3. The process according to claim 1, the enzyme treatment of the brewer's spent grain includes adding one or more enzymes with enzymatic activity to the brewer's spent grain wherein the enzymes are alpha-amylase, gluco-amylase, cellulase, xylanase, protease, Beta-glucanase and/or admixtures thereof.

4. The process according to claim 1, comprising the step of mixing the beverage component with a diluent, compound or beverage to obtain a beverage.

5. The process according to claim 1, wherein the final beverage is supplemented by a probiotic microorganism after pasteurization, preferably a lactic acid bacteria, more preferably Lactobacillus rhamnosus, and more preferably the strain Lactobacillus rhamnosus GG (LGG®).

6. A beverage or beverage component obtained by fermentation of brewer's spent grain, the beverage or beverage component comprising proteins in a level sufficiently high such that at least 12% and preferably at least 20% of the total caloric value of the beverage or beverage component originates from proteins therein.

7. The beverage or beverage component according to claim 6, having a level of soluble arabinoxylans of no less than 1.4% (w/v), preferably no less than 3% (w/v).

8. The beverage or beverage component according to claim 6, being a low energy beverage having a caloric value of less than 20 kcal/100 g.

9. The beverage or beverage component according to claim 6, having a fat content of less than 1.5 w %, preferably less than 0.5 w %.

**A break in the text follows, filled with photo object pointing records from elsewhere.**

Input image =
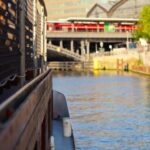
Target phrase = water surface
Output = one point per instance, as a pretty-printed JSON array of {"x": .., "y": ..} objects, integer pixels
[{"x": 109, "y": 110}]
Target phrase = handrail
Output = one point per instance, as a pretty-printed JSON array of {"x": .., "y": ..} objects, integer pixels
[
  {"x": 9, "y": 106},
  {"x": 64, "y": 51}
]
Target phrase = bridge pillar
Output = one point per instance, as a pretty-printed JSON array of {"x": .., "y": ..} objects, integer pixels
[
  {"x": 72, "y": 45},
  {"x": 49, "y": 42},
  {"x": 72, "y": 27},
  {"x": 98, "y": 29},
  {"x": 82, "y": 47},
  {"x": 88, "y": 49},
  {"x": 61, "y": 43}
]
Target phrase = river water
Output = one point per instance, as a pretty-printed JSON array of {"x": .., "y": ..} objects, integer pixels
[{"x": 109, "y": 110}]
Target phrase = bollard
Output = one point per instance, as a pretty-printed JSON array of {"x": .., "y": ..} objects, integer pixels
[
  {"x": 67, "y": 127},
  {"x": 96, "y": 64}
]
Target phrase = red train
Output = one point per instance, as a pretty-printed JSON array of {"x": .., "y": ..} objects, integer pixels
[{"x": 58, "y": 27}]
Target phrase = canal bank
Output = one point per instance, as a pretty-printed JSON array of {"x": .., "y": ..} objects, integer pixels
[
  {"x": 109, "y": 109},
  {"x": 134, "y": 61}
]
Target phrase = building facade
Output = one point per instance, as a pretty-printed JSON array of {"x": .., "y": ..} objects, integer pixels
[{"x": 62, "y": 9}]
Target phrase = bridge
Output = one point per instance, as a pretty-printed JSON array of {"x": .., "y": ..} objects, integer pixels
[{"x": 88, "y": 35}]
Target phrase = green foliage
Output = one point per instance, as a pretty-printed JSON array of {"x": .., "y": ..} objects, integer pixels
[{"x": 143, "y": 30}]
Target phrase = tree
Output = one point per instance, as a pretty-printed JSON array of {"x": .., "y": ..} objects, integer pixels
[{"x": 143, "y": 30}]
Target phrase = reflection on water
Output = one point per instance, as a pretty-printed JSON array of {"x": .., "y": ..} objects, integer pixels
[{"x": 109, "y": 110}]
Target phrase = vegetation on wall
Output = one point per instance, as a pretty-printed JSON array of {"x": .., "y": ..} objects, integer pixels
[{"x": 143, "y": 30}]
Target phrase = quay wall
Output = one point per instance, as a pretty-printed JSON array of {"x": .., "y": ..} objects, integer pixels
[{"x": 135, "y": 61}]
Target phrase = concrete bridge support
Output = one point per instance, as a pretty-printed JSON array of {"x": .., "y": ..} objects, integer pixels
[
  {"x": 82, "y": 47},
  {"x": 61, "y": 43},
  {"x": 72, "y": 45},
  {"x": 88, "y": 49}
]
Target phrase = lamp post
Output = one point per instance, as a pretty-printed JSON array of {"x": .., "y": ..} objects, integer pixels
[{"x": 127, "y": 42}]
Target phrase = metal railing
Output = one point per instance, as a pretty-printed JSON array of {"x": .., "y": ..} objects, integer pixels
[{"x": 65, "y": 51}]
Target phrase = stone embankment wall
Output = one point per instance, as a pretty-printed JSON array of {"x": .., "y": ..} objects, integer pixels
[{"x": 133, "y": 60}]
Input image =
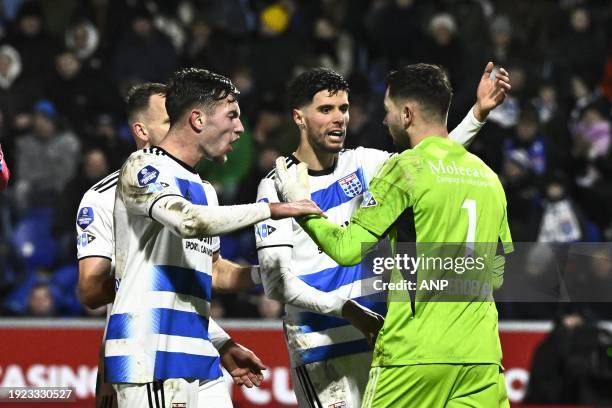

10. The beverage or beverage component according to claim 6, having a sugar content of less than 2.5 w %, preferably less than 0.5 w %.

11. The beverage or beverage component according to claim 6 having a fiber content of at least 1.5 g per 100 kcal of beverage or beverage component.

12. The beverage component according to claim 6, wherein the beverage or beverage component is lactose free.

13. The use of a beverage component as identified in claim 6, for obtaining a beverage by mixing said beverage with another beverage or component.

14. The use of a lactic acid bacteria, preferably of the specie Lactobacillus plantarum and/or Lactobacillus rhamnosus, more preferably the strain Lactobacillus plantarum F10 and/or Lactobacillus rhamnosus GG (LGG®), for fermenting brewer's spent grain in the preparation of a beverage or beverage component.

15. The use of a beverage component as identified in claim 6, for regulation of postprandial blood glucose level.

16. The use of a beverage component as identified in claim 1, or obtained by a process as identified in claim 1, for obtaining a beverage by mixing said beverage with another beverage or component.

17. The use of a beverage component as identified in claim 1, or obtained by a process as identified in claim 1, for regulation of postprandial blood glucose level.